Dan Dooley is the president of wholesale services. This title does not adequately tell you what he does, exactly. Dooley is the guy responsible for all the advanced services Sprint is getting involved with, Hesse said. So when you think about the future of Sprint, Dooley is right in the middle of the picture. This should be a very exciting area to follow going forward, both for the company’s recovery and for the innovation.

Third Inning

Sprint has a lot of work ahead, but it just had a solid second quarter. It grew total wireless subscribers by 111,000, according to Hesse, driven by its best-ever postpaid churn of 1.85 percent. And it reported sequential stability in revenues, adjusted OIBDA and OIBDA margins, and strong free cash flow.

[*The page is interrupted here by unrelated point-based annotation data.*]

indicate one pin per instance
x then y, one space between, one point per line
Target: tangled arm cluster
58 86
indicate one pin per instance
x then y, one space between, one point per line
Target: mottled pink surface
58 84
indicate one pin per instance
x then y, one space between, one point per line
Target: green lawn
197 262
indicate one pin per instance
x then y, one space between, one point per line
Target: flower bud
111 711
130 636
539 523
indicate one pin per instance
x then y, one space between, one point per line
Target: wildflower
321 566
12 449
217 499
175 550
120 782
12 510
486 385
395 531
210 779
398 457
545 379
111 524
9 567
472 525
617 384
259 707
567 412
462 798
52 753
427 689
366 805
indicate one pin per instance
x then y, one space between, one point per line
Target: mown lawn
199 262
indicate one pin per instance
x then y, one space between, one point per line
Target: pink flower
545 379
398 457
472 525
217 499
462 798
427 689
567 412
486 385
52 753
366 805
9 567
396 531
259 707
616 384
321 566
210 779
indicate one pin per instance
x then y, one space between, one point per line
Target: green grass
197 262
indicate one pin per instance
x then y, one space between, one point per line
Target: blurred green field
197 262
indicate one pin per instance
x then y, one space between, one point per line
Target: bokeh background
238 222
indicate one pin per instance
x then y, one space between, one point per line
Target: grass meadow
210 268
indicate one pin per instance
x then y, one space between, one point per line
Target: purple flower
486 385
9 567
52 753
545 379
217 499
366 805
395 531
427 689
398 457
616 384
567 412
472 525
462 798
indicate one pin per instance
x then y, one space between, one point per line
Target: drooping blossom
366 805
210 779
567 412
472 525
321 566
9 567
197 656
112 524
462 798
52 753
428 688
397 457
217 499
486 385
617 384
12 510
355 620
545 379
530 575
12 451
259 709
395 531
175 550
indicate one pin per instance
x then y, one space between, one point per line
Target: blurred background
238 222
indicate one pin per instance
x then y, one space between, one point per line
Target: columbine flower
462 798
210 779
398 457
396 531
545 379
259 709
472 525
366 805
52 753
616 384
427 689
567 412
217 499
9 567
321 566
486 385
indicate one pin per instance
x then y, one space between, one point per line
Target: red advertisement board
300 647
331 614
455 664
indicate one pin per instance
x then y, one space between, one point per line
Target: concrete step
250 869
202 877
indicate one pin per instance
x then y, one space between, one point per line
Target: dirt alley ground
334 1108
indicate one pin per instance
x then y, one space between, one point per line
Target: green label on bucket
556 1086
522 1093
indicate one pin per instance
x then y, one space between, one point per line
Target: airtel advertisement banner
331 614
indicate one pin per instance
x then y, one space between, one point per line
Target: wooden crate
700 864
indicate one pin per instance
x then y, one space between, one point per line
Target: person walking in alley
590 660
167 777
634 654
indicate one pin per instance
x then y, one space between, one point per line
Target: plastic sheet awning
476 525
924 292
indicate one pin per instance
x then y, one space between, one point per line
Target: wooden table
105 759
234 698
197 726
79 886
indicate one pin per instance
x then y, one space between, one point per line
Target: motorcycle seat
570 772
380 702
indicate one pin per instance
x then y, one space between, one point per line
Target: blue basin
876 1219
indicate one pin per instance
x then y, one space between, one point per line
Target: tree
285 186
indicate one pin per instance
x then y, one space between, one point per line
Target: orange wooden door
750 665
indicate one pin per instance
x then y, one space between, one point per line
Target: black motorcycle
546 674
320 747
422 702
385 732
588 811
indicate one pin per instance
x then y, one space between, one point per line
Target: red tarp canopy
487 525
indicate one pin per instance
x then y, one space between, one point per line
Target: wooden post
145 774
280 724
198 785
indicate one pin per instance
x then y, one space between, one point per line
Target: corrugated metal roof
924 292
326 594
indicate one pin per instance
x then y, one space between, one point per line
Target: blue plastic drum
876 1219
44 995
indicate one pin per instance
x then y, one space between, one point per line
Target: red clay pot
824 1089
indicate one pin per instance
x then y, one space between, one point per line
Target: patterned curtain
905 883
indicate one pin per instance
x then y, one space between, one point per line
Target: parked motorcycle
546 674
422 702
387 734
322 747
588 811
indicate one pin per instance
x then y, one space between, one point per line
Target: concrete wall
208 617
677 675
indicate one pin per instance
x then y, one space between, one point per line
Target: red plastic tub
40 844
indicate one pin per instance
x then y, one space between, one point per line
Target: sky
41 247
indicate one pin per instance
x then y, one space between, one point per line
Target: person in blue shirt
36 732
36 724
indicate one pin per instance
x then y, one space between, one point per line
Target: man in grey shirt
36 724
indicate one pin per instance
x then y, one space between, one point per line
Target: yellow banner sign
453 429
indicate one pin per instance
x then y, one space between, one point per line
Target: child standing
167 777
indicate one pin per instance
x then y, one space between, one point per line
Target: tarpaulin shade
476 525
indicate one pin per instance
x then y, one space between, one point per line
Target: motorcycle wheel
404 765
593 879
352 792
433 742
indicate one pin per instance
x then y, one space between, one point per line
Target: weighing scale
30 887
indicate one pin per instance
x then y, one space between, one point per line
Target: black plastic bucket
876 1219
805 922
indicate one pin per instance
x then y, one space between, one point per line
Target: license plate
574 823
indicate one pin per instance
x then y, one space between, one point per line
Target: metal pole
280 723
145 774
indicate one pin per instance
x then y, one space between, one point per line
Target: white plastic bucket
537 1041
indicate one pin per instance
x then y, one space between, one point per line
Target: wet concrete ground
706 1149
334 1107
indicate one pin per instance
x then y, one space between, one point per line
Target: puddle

The American Customer Satisfaction Index — the University of Michigan customer satisfaction study — reported that over the past two years, Sprint’s customer satisfaction not only improved far more than any U.S. wireless carrier, but also improved more than any U.S. company in the survey in any industry, period.

This was the big problem Sprint found itself dealing with, which it has finally wrapped its arms around and has been busy fixing. This improved performance shows it is on the right path, finally.

Sprint still has a long way to go, but as you can see, it seems to be working very hard putting the ship back on the right tack. It’s a big job — bigger than most realize. However, it does look much better today than it did a few short years ago.

During an analyst call, Dan Hesse used an analogy of a baseball game in the third inning, which is very helpful in understanding where Sprint is in the recovery. The first three innings are to stabilize the company. The next three are to get the Sprint brands to grow, and the final innings will be to become best-in-class in all aspects of its operations.

Sprint cannot say it has turned the corner yet, but it is improving on all these fronts. It is winning an increasing number of accolades from third-party sources; it has much happier customers; it has begun to reverse its losses; and its employees are reporting renewed optimism.

While this story is not over and recovery will likely take several more years, it does look like Sprint seems to be heading on the right path after several years in the darkness. Today is better than yesterday, and tomorrow will be better than today, said Hesse. Let’s hope he continues to be right.


Jeff Kagan is an E-Commerce Times columnist and a wireless, telecom and technology analyst, author and consultant. Email him at [email protected].

1 Comment

  • OK, for one I like Dan Hesse. I like how he does Sprint’s commercials and I like his attitude. But giving away the store just to win back customers? I AM not sure how that’s going to work. I mean eventually you will have to raise charges and you will have to rein in how you charge customers. When you do, you will just lose customers. I AM a Verizon customer and Verizon does not always have the great phones or the best rates. But with a phone its all about coverage. Because without coverage you have no data,voice or text. Dan Hesse needs to realize service coverage is what cellular service is all about.